The heartbreaking story of Anne Frank lives through the diary she kept for two years while hiding from the Nazis.
Anne Frank was born in Frankfurt, Germany to an upper-class Jewish family. For the first four years of her life, she lived an ordinary, happy childhood. When Adolf Hitler became Chancellor of Germany in 1933, anti-Semitism encouraged by Nazi policies affected Jewish families such as Anne's. Anne's father, Otto Frank, moved to Amsterdam to escape persecution, and later started a business named the Dutch Opekta Company; his family joined him a year later.
Anne and her older sister Margo were able to attend a local school in Amsterdam for several years. Anne was described by her teachers as an extroverted child and expressed a talent for writing.
In 1940, after the Netherlands was invaded by Germany, Anne was forced to leave her beloved school and attend a Jewish school. Realizing they were in danger of being sent to concentration camps, Anne's father prepared a hiding place above his business building as a residence for the family.

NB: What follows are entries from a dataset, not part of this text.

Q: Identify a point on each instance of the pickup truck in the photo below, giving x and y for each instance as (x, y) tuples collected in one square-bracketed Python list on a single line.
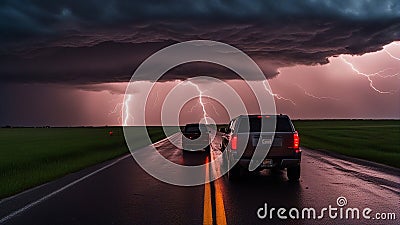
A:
[(196, 137), (261, 142)]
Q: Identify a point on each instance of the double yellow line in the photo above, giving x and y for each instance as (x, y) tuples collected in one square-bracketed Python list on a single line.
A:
[(220, 217)]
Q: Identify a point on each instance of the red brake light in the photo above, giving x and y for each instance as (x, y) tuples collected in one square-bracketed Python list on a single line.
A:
[(234, 142), (296, 141)]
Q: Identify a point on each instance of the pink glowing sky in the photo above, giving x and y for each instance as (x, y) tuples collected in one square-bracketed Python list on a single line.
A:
[(62, 66), (333, 90)]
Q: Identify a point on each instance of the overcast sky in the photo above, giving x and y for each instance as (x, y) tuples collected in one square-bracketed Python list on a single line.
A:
[(66, 63)]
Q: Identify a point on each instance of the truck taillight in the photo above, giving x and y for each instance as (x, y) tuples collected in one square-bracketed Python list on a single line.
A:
[(234, 142), (296, 140)]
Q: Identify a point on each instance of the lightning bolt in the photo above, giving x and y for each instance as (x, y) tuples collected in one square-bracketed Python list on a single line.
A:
[(277, 96), (118, 108), (126, 109), (391, 56), (313, 96), (201, 102), (368, 76)]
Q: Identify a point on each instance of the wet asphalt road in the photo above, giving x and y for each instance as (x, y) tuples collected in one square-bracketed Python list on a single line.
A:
[(123, 193)]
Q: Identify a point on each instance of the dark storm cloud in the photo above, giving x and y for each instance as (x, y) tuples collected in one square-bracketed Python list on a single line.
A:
[(104, 41)]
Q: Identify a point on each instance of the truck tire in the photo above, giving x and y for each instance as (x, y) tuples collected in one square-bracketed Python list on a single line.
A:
[(234, 173), (293, 173)]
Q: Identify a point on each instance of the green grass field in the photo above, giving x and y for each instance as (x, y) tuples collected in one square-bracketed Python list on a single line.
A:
[(373, 140), (33, 156)]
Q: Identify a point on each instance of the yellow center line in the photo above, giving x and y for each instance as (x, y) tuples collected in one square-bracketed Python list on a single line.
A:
[(219, 200), (207, 211)]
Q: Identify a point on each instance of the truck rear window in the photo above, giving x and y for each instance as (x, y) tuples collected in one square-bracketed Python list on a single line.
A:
[(195, 129), (282, 125)]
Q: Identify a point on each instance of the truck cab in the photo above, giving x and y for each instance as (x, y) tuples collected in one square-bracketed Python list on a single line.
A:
[(257, 142)]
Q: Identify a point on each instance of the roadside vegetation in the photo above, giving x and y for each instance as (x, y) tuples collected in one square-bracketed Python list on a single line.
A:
[(373, 140), (33, 156)]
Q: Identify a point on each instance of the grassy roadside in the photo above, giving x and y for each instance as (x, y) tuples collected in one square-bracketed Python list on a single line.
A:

When Anne turned thirteen, she was given a small book which later became the well-known diary. She referred to her diary as “Kitty” and wrote as if writing to a friend. The early entries were mostly about her school days. There were also references to the Star of David that she was forced to wear as a Jew and to the daily harassment she and her family had to endure.
In one passage Anne wrote: “Our many Jewish friends and acquaintances are being taken away in droves. The Gestapo [German police] is treating them very roughly and transporting them in cattle cars to Westerbork, the big camp in Drenthe to which they're sending all the Jews. …If it's that bad in Holland, what must it be like in those faraway and uncivilized places where the Germans are sending them? We assume that most of them are being murdered. The English radio says they're being gassed.”
The family went into hiding three weeks after Anne's 13th birthday.
Anne and her family spent a little over two years in what Anne called the secret annex. While the Franks were living in the cramped annex they were later joined by the family of Hermann Van Pel and an elderly dentist. She was a teenager and had to live with seven other people.
According to Anne, life in the annex was boring and limiting. They had to stay quiet during the day because the smallest noise could give them away to the workers at the business below.
On August 4, 1945, the annex was raided by the Nazis. The friends hiding the Franks had been betrayed. The Franks and those living with them were then arrested and were deported to a concentration camp in Auschwitz, Germany. Anne and her sister were moved to Bergen-Belsen, a different concentration camp, where they both passed away from contracting typhoid fever.
When Miep Gies, a friend who helped the family, was released, she decided to return to the annex. There she found Anne's diary and stored it for safekeeping.
After the war, Otto Frank returned to Amsterdam and searched restlessly for his family. He learned from survivors of Bergen-Belsen that his wife and daughters were dead. When Miep Gies learned of the Frank family deaths, she gave Otto Anne's diary. Otto could barely recognize his daughter from what she had written. His experience with reading Anne's diary was so painful that he had debated whether or not to publish her diary. He later realized that it was very clear that Anne had meant to do so. The first version of the diary, The Secret Annexe, was published in 1947 in The Netherlands. It was later translated to English and adapted as a play.
Today, the cramped series of rooms Anne called the secret annex has been renamed the Anne Frank House. The museum and international research center have been providing documentation about the Holocaust and educational resources. According to her diary, toward the end of Anne’s life, she slowly became numb to everything that was going on around her. Her story is important because it shows how much people can grow even under the cruelest circumstances. Although Anne passed away long ago, her story still lives on.